1. **When would you prefer a view (`ravel`, `reshape`) over a copy (`flatten`) and why?**
   
   *Your answer:* Prefer views when you need to conserve memory and ensure changes propagate to the original array. Views are more performant since they don't copy data. Use copies only when you need independent data that won't affect the original.

2. **What's an example where pure‑Python loops might still be acceptable?**
   
   *Your answer:* Pure-Python loops are acceptable for small datasets, complex control flow that can't be vectorized, or when readability is more important than performance (e.g., one-time scripts, prototyping).

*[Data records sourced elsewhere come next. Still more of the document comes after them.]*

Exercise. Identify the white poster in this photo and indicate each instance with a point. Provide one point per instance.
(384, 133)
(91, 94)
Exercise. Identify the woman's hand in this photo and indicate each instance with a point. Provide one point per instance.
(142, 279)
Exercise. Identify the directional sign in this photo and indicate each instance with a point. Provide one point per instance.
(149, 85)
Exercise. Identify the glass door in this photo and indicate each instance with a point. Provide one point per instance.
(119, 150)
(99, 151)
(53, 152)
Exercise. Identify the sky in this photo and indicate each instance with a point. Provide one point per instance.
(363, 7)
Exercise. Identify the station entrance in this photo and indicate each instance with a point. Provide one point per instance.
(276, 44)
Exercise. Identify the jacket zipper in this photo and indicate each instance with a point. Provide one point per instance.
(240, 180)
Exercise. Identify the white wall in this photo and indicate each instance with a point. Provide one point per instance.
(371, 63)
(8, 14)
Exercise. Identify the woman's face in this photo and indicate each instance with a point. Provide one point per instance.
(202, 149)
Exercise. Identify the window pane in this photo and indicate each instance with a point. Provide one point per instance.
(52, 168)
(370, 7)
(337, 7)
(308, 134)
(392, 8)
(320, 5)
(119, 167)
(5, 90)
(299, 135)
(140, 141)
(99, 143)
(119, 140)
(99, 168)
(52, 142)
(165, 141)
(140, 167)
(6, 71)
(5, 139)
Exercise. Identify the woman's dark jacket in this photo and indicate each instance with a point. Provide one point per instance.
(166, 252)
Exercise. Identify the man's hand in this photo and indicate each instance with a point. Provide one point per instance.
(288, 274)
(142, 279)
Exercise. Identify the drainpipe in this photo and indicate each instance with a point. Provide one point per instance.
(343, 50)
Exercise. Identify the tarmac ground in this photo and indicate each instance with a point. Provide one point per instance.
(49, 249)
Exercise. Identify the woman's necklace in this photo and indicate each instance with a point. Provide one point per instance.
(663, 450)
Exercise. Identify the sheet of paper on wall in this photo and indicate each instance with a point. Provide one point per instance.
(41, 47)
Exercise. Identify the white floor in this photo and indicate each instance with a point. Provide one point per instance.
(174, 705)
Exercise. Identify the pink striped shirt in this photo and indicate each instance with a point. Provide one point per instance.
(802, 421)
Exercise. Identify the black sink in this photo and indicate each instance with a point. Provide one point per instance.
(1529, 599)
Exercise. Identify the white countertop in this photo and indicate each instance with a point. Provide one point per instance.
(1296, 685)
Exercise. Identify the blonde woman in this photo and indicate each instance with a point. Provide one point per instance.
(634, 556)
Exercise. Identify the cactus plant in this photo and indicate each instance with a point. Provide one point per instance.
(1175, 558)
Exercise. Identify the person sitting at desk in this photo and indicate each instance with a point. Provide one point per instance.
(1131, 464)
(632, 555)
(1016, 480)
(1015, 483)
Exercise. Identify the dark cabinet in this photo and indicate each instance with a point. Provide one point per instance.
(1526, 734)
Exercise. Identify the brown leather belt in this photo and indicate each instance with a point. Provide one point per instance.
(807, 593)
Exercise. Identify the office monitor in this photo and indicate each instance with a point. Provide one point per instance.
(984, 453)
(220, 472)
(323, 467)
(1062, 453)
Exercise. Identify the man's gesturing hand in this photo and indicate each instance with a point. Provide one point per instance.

3. **Which Jupyter magic would you use to:**
   - **(a) Benchmark two approaches:** `%timeit` for micro-benchmarks with averaged results
   - **(b) Hide verbose output:** `%%capture` to suppress cell output
   - **(c) Ensure figures render inline in exported HTML:** `%matplotlib inline`

---

## Final Thoughts

- **Confusion between `ravel` vs `flatten`:** Remember that `ravel` returns a view when possible (changes affect original), while `flatten` always returns a copy (independent data).
- **`%time` vs `%timeit`:** Use `%time` for single-run timing, `%timeit` for averaged benchmarks.
- **Memory estimates for lists:** These are approximate due to Python object overhead vs contiguous NumPy buffers.

---

## Solution Snippets (reference)

**Why NumPy faster?**

- Contiguous memory + vectorized C/Fortran loops reduce Python interpreter overhead; fewer allocations; better CPU cache locality.

**View vs copy demo:**

In [None]:
x = np.arange(6)
x2 = x.reshape(2,3)
r = x2.ravel()
f = x2.flatten()

x2[0,0] = 999
assert x[0] == 999 and r[0] == 999    # view tracks source
assert f[0] != 999                     # copy is independent
print("View vs Copy demo passed!")
print(f"x[0] = {x[0]}, r[0] = {r[0]}, f[0] = {f[0]}")

**Magics mapping:**

- Benchmark: `%timeit` (and `%%time` for single‑run cells)
- Hide output: `%%capture`
- Inline plots: `%matplotlib inline`
- Re-run code after edits to imported modules: `%load_ext autoreload; %autoreload 2`

**Speedup expectation:** On typical laptops, `np_array.sum()` ≫ `sum(py_list)`; vectorized square vs loop often yields **10–100×** depending on hardware.